Veronica at the Department of Children and Families is wonderful. When she calls, she tells us whatever it is that she does know. It is usually very little, but she is always open and honest. Even when she tells us things like “kind of a punk” we know that she does so out of love, for each child and for us. She wants us to be ready for who comes through the door, and for the child, she wants a family that is ready to welcome him or her, whatever the issues.
So I was ready for Horatio when he walked through the door. I was ready to be tough and have good boundaries. I was ready to lay down the law while he was with us, and to have our days shifted into a kind of vigilance.
I was not as ready to feel the surge of emotions I felt when I met him.

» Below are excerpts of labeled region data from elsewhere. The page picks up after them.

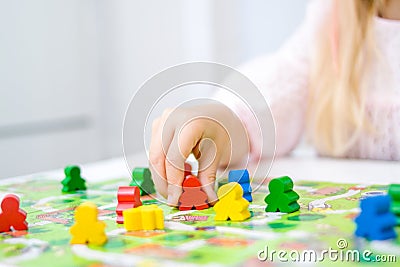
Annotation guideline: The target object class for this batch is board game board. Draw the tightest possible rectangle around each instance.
[0,177,400,267]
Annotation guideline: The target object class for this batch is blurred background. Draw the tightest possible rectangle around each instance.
[0,0,307,178]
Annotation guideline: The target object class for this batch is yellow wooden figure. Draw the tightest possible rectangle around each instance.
[122,205,164,231]
[214,182,251,221]
[69,202,107,245]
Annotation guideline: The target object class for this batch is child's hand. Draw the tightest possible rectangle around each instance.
[149,104,249,205]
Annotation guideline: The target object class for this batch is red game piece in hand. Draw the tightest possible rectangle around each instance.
[179,175,209,210]
[0,194,28,233]
[183,162,192,178]
[115,186,142,223]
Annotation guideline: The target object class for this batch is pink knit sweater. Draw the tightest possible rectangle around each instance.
[224,1,400,160]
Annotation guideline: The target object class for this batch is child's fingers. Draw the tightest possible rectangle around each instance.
[198,139,221,205]
[165,123,203,206]
[149,117,174,198]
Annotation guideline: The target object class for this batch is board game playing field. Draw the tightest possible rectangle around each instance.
[0,177,400,267]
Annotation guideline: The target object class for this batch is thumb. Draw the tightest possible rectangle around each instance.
[198,140,221,206]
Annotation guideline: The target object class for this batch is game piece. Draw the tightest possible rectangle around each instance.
[388,184,400,225]
[115,186,142,223]
[129,168,156,196]
[70,202,107,245]
[0,194,28,233]
[355,195,396,240]
[179,175,209,210]
[123,204,164,231]
[264,176,300,213]
[61,165,86,193]
[183,162,192,178]
[228,169,253,202]
[214,182,251,221]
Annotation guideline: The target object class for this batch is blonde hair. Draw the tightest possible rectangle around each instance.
[307,0,384,156]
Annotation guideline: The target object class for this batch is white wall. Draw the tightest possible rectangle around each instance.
[0,0,101,177]
[0,0,306,177]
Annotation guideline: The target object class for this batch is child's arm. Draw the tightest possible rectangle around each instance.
[149,104,249,205]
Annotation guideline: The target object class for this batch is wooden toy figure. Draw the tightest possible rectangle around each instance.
[214,182,251,221]
[70,202,107,245]
[0,194,28,233]
[264,176,300,213]
[355,195,397,240]
[129,168,156,196]
[228,169,253,202]
[115,186,142,223]
[123,204,164,232]
[61,165,86,193]
[388,184,400,225]
[179,175,209,210]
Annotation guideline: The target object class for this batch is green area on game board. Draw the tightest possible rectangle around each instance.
[0,177,400,266]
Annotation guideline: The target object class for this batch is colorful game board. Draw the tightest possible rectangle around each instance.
[0,177,400,267]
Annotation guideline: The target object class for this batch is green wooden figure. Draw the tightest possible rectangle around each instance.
[61,165,86,193]
[388,184,400,225]
[129,168,156,196]
[264,176,300,213]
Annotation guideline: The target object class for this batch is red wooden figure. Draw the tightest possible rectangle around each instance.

He came through the door a few hours later. Before me was a boy, his skin was a toasted tan; he had a mop of soft brown curls, on top of his tilted head. He was handsome in a boyish way; his imperfections clear, illustrated by a lazy eye that never quite focused. He had a swagger that somehow held both pride and uncertainty — together. And he seemed immediately ready to just be present with us, whatever that might mean.
In that moment, I felt a wash of compassion, hope, and love. He was a kid. I knew from what we had been told that he had made poor choices, but it seemed like he could be standing at a cross roads, and in that moment and over the days we spent together, who he had been always paled in my heart compared to who he could be.
We both enjoyed Horatio; he was easy to like. I asked him dozens of questions. Though he was not an initiator, he always seemed open to talk about what we brought up, so we learned all about Horatio’s past: about being locked up three times and what got him there, about his young girlfriend, who also is his mother’s boyfriend’s daughter, bits about his family, glimpses of eighth grade. And though lots of it was dismal, I found myself sitting in the emotions of love and hope and possibility.
Horatio did leave us for a residential program. We encouraged him to make great choices from here on out, to embrace this as an opportunity to turn things around. I hope that he does. Regardless, I truly just loved the kid.
Days later I was sitting in my Grace Chapel Life Community Group. We were reading a passage from the Bible, Ephesians 2:1-10. And it resonated in my spirit, as we read it I saw how I looked at Horatio, “It wasn’t so long ago that you . . . let the world, which doesn’t know the first thing about living, tell you how to live. You filled your lungs with polluted unbelief, and then exhaled disobedience. We all did it, all of us doing what we felt like doing, when we felt like doing it, all of us in the same boat.”
I truly did not feel judgment for Horatio, he has not known a life other than the one he has led. When I looked at him, even though I knew what he had done, none of that mattered to me.
And then I felt an understanding of my own faith that I had never quite felt before. God sees me, sees you, as I saw Horatio. He sees the truth of who I am, and yet that is not the central truth about Horatio, about me, or about you. There is a greater truth about all of us, all of us are more than what we have done.
“Because of his great love for us, God, who is rich in mercy, made us alive with Christ even when we were dead in transgressions—it is by grace you have been saved.” It is even when we are in that place of difficulty that God is already showing us his mercy, his grace. We are more than what we have done. Who we are is already enough.